"Baekhyun, omegalar kızışma dönemine girdiğinde alfalar yaydıkları kokulara karşı koyamazdı, değil mi?"
"İlkokuldan beri bu öğretiliyor sana Sehun. Kyungsoo'yu nasıl yatağa attım sanıyorsun? Kokumu kullanarak tabii ki."

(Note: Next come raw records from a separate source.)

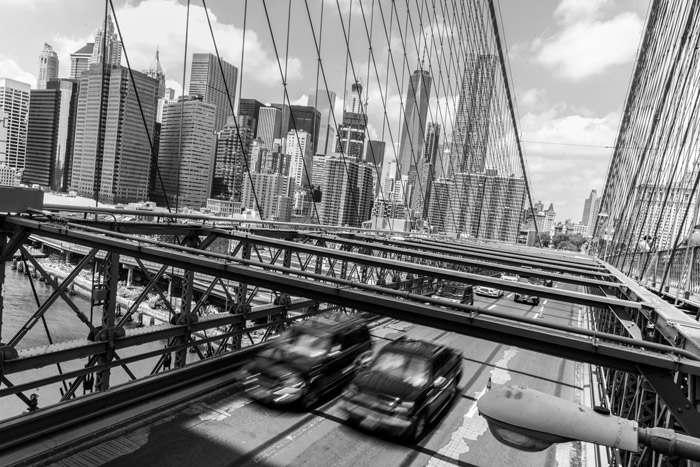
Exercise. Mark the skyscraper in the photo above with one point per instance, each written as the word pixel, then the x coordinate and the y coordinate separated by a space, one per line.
pixel 48 66
pixel 14 105
pixel 471 129
pixel 107 45
pixel 271 123
pixel 215 87
pixel 351 135
pixel 156 72
pixel 112 153
pixel 413 128
pixel 251 108
pixel 80 60
pixel 66 131
pixel 426 171
pixel 186 154
pixel 324 102
pixel 42 136
pixel 300 147
pixel 232 159
pixel 301 117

Geri zekalı değildim, kendimi bildim bileli okulda bunun dersinin verildiğini biliyordum. Ailemin neredeyse her gün kızışma dönemiyle ilgili öğütler vermelerini dinliyordum lise çağımdan beri. Sadece anlamıyordum, anlamadığım için anlam vermeye çalışıyordum kafamda kurup büyüttüğüm düşüncelere.

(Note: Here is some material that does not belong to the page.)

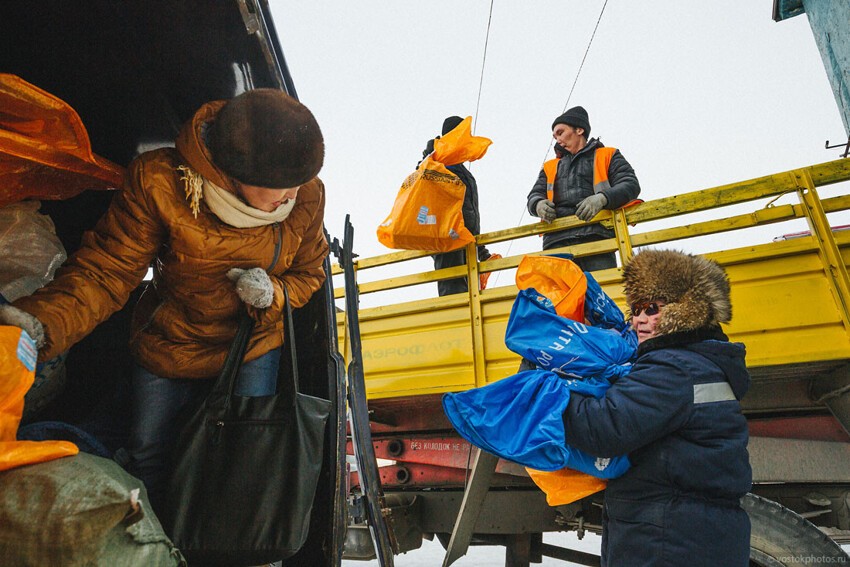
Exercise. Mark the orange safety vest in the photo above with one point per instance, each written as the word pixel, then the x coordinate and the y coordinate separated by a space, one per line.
pixel 601 161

"O halde neden... Neden Jongin kokumdan hiç etkilenmiyor?"
Elinde oynayıp durduğu kalemi çimlerin üstündeki çantasının içine bıraktı bana dönmeden önce. Dirseğini sağ bacağına yaslayıp avuç içiyle çenesini destekledi.

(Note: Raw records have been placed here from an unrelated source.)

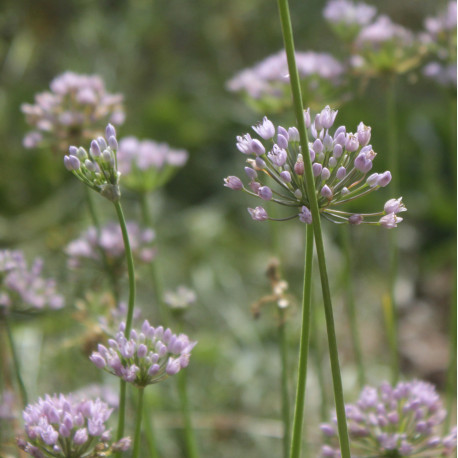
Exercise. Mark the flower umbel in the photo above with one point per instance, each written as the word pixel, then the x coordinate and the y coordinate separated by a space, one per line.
pixel 394 421
pixel 340 162
pixel 77 108
pixel 147 357
pixel 62 426
pixel 97 168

"Çünkü Jongin alfasını çok iyi evcilleştirmiş. Tüm alfalardan daha dirençli bu konularda. Geçen seneki olayı hatırlamıyor musun? Onun yerinde başka alfa olsa, hatta beta olsa her şey çok farklı olurdu."
Değindiği olay, geçen sene okulun ilk döneminin vize haftasında gerçekleşmişti. Kızışma dönemine girdiği halde okula gelmek zorunda kalırdı çoğu omega çünkü hocalara mazeret olarak 'kızışma dönemine girdiğim için sınava gelemedim' diyemezdiniz. Bu dönemler için ilaçlar vardı sonuçta. Her gün kullanımı sakıncalı olsa da birkaç saat üstesinden gelmenizi sağlıyorlardı. Ve ne bu ilaçları alan, ne de okuldan uzak kalan bir omega tam sınava yarım saat kala tuvaletin birinde girmişti o kızışma dönemine. Yanında Jongin ile beraber. Baekhyun'un dediği gibi, Jongin'in kudretli algı kapama zımbırtısı olmasa şimdiye çoktan başka birisini damgalamıştı muhtemelen. Fakat Jongin kendine hakim olmuş, hatta omegayı okuldan çıkarıp evine götürmüştü. Bu olay bir dönem boyunca meşgul etmişti okulu. Haliyle benim pabucum dama atılmıştı. Ünlü biri olsa manşetlere 'Yüce alfa Jongin, eşini mi buldu?' başlığıyla konu olurdu.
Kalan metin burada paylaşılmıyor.